Church of England, Merseyside and Manchester schemes back new impact investing fund

New Palatine private equity offering targets social/environmental impacts

A group of leading investors including the Church of England, the Greater Manchester Pension Fund and the Merseyside Pension Fund have backed a new impact investment fund from private equity firm Palatine.

Other investors in the Palatine Private Equity Impact Investing Fund LP, which has had a final close at £100m (€110.7m), include Robeco and the East Riding Pension Fund in northern England. Other investors include endowments, consultants, funds of funds and high net worth individuals.

The fund is managed by Palatine partner Beth Houghton, recipient of the award for outstanding individual contribution to responsible investment in private equity at last year’s BVCA (British Venture Capital Association) Responsible Investment Awards.

She heads a team of four including Zoe Clements (Partner), who joined Palatine from Electra Partners last year. Tim Farazmand, who chairs the BVCA’s Impact Investment Committee, is the fund’s chairman.

The fund is Palatine’s first to target a positive social and/or environmental impact alongside what it terms “industry-standard returns”.

The firm, which has a defined approach to responsible investment, is targeting small businesses on themes like integrated health, ethical consumerism, lifestyle and wellbeing and the circular economy. The first investment was in training provider Trade Skills 4U, which improves career opportunities for former military personnel.Houghton said Palatine has a “strong pipeline” of companies while Palatine Managing Partner Gary Tipper paid tribute to clients (known as Limited Partners, or LPs) with the “vision to support us in what is relatively virgin territory”.

“Our commitment to ESG and our focus on generating market rate returns was key in my view in attracting an impressive LP base for the fund.” Evercore Private Funds Group was the placement agent.
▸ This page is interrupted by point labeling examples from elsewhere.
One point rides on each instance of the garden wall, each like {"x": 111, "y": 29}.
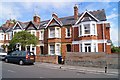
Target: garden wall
{"x": 47, "y": 59}
{"x": 92, "y": 59}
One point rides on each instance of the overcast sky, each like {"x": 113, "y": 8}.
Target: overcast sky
{"x": 24, "y": 11}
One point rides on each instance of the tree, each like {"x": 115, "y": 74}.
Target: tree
{"x": 23, "y": 38}
{"x": 115, "y": 49}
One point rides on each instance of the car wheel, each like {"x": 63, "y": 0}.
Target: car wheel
{"x": 6, "y": 60}
{"x": 21, "y": 62}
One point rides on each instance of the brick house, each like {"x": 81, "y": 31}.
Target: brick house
{"x": 85, "y": 32}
Elsewhere, Folksam Group has announced that it has acquired $350m of green bonds from the IFC, the private sector arm of the World Bank Group, in a private placement. “Thus, the target of SEK12bn is reached and a new goal of SEK25bn has been set,” said the Swedish mutually owned insurer asset manager.

And in further green bond news, Deutsche Kreditbank, which is part of Germany’s BayernLB, has said it is launching a new €500m Green Bond transaction following an inaugural transaction in June 2016.

The issue will be based on the new Green Bond Programme which was just recently launched. As before, the pool includes loans for wind and solar projects all across Germany comprising of almost 200 individual project financings amounting to around €900m. The second party opinion was created by oekom research.